@ WTF_Bach
Ero in aeroporto per un viaggio d'affari, e dovevo passare parecchio tempo prima di prendere la coincidenza che da London City mi avrebbe portato al Charles de Gaulle di Parigi; avevo già bevuto tutte le birre che potevo, sonno non ne avevo, avevo stupidamente dimenticato di mettere in valigia qualche libretto di fantascienza con cui ammazzare i tempi morti, insomma non sapevo proprio cosa fare.
Mi misi allora a riflettere su un paio di cose che, pur avendo sempre saputo, avevo sempre per così dire “snobbato”: il fatto che talvolta il problema nel fare una bella frase bebop consiste nel sapere come iniziarla e come, e quando, finirla.
Mi si accese una lampadina in testa, e gridai: “eureka!” (guadagnandomi le occhiatacce degli altri passeggeri, e meno male che non c’erano sbirri in giro se no sentendo gridare una parola straniera chissà cosa avrebbero pensato…)
Posto il problema in questi termini, la soluzione si imponeva semplice e lampante: bisognava scindere lo studio della frase in tre momenti: come iniziare la frase, come svilupparla e come terminarla.
Applicando questo metodo allo studio degli assoli dei grandi, scoprii alcune cose interessantissime:
1) Una frase inizia quasi sempre con una nota dell’accordo sottostante (I, III, V, 7, ma anche più raramente 9 ed 11 o anche V, 9 e 13 alterate in caso di accordi alterati) suonata sul battere
2) Questa nota iniziale “cardine” può essere preceduta da abbellimenti vari (appoggiature semplici, doppie o multiple, aggiramenti cromatici semplici o complessi eccetera), ma la cosa importante, fondamentale è che la frase inizi convergendo su una nota dell’accordo suonata sul battere (ci sono poi ovviamente molte eccezioni, ma per imparare a costruire una frase che non zoppichi è meglio inizialmente attenersi alla regola)

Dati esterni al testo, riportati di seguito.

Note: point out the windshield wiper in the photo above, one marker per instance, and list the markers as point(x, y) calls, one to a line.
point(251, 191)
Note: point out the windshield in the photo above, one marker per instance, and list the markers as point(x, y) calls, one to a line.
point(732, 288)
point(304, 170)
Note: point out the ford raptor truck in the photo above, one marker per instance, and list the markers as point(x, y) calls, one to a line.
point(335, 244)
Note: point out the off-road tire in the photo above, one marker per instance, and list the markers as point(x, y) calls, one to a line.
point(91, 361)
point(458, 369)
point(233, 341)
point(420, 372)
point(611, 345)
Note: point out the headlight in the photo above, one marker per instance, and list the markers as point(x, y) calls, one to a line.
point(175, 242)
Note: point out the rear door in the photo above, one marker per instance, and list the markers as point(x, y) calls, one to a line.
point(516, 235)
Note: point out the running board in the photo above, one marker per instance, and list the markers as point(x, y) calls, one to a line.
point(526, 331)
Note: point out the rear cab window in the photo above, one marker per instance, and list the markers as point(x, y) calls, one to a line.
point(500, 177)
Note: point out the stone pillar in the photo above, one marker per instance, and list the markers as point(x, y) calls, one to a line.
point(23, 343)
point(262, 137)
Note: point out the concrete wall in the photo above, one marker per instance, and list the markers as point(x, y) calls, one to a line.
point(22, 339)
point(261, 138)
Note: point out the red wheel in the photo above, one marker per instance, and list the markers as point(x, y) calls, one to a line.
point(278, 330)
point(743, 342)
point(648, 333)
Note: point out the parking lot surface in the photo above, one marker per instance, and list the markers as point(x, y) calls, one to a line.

3) Lo sviluppo della frase si gioca su alcuni concetti basici (che vanno approcciati e studiati separatamente):
a. suonare le note dell’accordo sul battere, ma inserire con giudizio qualche tensione (appoggiature, aggiramenti cromatici) che “sposti” per un istante le note dell’accordo sul levare senza strafare e ritornando immediatamente alla nota dell’accordo sul battere
b. alternare scale, arpeggi e clusters
c. saper invertire la direzione
d. saper passare senza esitazioni da un’armonia all’altra nel bel mezzo della frase
4) La conclusione della frase dev’essere voluta, forte, determinata: quando lo sviluppo di una frase è esaurito, bisogna evitare di menare il can per l’aia e far spegnere la frase a casaccio. Questo obiettivo si ottiene esercitandosi su frasi piuttosto brevi e semplici, concentrandosi più sulla forza della conclusione che sulla bellezza dello sviluppo
5) La conclusione di solito è su una nota dell’accordo ma spesso suonata sul tempo debole oltre che su quello forte
6) La nota conclusiva può essere preceduta da abbellimenti vari (appoggiature, aggiramenti cromatici)
7) In sostanza, il trucco è spezzare la frase nei suoi tre momenti (inizio, sviluppo e conclusione) ed esercitarsi singolarmente e specificamente su ogni elemento (ed anche sui sotto-elementi, tipo invertire la direzione, alternanza scala arpeggio eccetera) e dopo un po’ di studio siffatto, provare a mettere tutto insieme.
[SEGUE]
Thanks WTF, leggere quanto scrivi è un piacere. Non solo perché oggettivamente scrivi bene, ma soprattutto per il modo con cui approcci l'argomento. A metà degli anni '90, terminato il liceo e prima di laureami, mi sono iscritto per sfizio ad un corso biennale di pianoforte a Milano. Era una scuola connotata da una certa serietà: alla fine di ogni anno c'erano esami delle varie materie da sostenere con commissari anche esterni. Ho un ottimo ricordo delle lezioni di armonia, arrangiamento e musica d'insieme, ho avuto dei bravi maestri e mi sono divertito tanto. Però ricordo anche il senso di frustrazione perché esercitandomi con il metodo scale-accordi non mi sono mai venute frasi belle. Le improvvisazioni altrui ero in grado di rifarle uguali, ma frasi mie no, non me ne sono mai venute di decenti. Così, al termine del bienno, decisi di lasciare per dedicarmi a tempo pieno agli esami che dovevo sostenere per terminare l'università. Oggi non posso certo dire di essere un pianista, solo uno che nel tempo libero suona le tastiere per divertimento, ma se porterai a termine il libro lo acquiserò volentieri perché il modo che hai usato per avvicinare il lettore all'argomento merita di essere approfondito.